Q3.A projectile is launched some distance above the ground at an angle of 25° above the horizontal with a vertical component of velocity of 5.0 m s−1. Figure 1 shows the flight path of the projectile. The flight takes 1.3 s.

Ignore the effects of air resistance throughout this question.

Figure 1

(a) (i) Show that the initial speed of the projectile is about 12 m s−1.

(2)

(ii) Calculate the horizontal component of velocity as the projectile hits the ground.

horizontal component of velocity = ............................... m s−1


(2)

(b) (i) Calculate the maximum height above the starting point reached by the projectile.Give your answer to an appropriate number of significant figures.

maximum height reached = ............................... m(2)

(ii) Calculate the total horizontal distance travelled by the projectile from its starting point.

horizontal distance = ............................... m(1)
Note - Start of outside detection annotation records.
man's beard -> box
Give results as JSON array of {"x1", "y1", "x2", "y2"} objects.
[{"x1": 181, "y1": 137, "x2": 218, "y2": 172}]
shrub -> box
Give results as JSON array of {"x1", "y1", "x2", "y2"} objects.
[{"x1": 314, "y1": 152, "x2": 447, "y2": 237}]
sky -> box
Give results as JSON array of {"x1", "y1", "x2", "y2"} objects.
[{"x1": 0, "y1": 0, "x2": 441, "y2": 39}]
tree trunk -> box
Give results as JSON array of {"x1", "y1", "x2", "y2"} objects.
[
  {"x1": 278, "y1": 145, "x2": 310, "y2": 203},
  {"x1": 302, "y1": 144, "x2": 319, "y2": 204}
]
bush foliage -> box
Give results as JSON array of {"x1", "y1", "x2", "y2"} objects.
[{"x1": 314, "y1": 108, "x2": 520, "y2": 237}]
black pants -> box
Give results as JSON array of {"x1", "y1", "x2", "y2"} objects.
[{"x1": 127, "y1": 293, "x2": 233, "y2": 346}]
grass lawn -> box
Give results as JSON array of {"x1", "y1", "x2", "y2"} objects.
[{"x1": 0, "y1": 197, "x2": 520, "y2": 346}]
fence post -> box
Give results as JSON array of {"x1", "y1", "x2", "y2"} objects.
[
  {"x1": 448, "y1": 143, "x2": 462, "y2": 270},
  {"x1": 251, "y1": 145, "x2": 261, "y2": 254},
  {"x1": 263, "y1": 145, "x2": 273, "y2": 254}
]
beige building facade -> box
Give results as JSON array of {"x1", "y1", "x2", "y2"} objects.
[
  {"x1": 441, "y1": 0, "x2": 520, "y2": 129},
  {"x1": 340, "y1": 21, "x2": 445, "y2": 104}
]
(c) (i) Mark with an A on the flight path in Figure 1 the position where the speed of the projectile is greatest.

(1)

(ii) Mark with a B on the flight path in Figure 1 the position where the speed of the projectile is least.

(1)

(iii) The projectile reaches its maximum height at time tH and finishes its flight at time tF. Draw on Figure 2 a graph to show how the magnitude of the vertical component of velocity of the projectile varies with time. Numerical values are not required.

Figure 2

(2)


(Total 11 marks)

Q4.The Soyuz Spacecraft is used to transport astronauts to and from an orbiting space station. The spacecraft is made up of three sections as shown in Figure 1.

Figure 1

(a) On leaving the space station the spacecraft is given an initial horizontal thrust of 1400 N. Calculate the initial acceleration of the spacecraft during the firing of the thruster engines.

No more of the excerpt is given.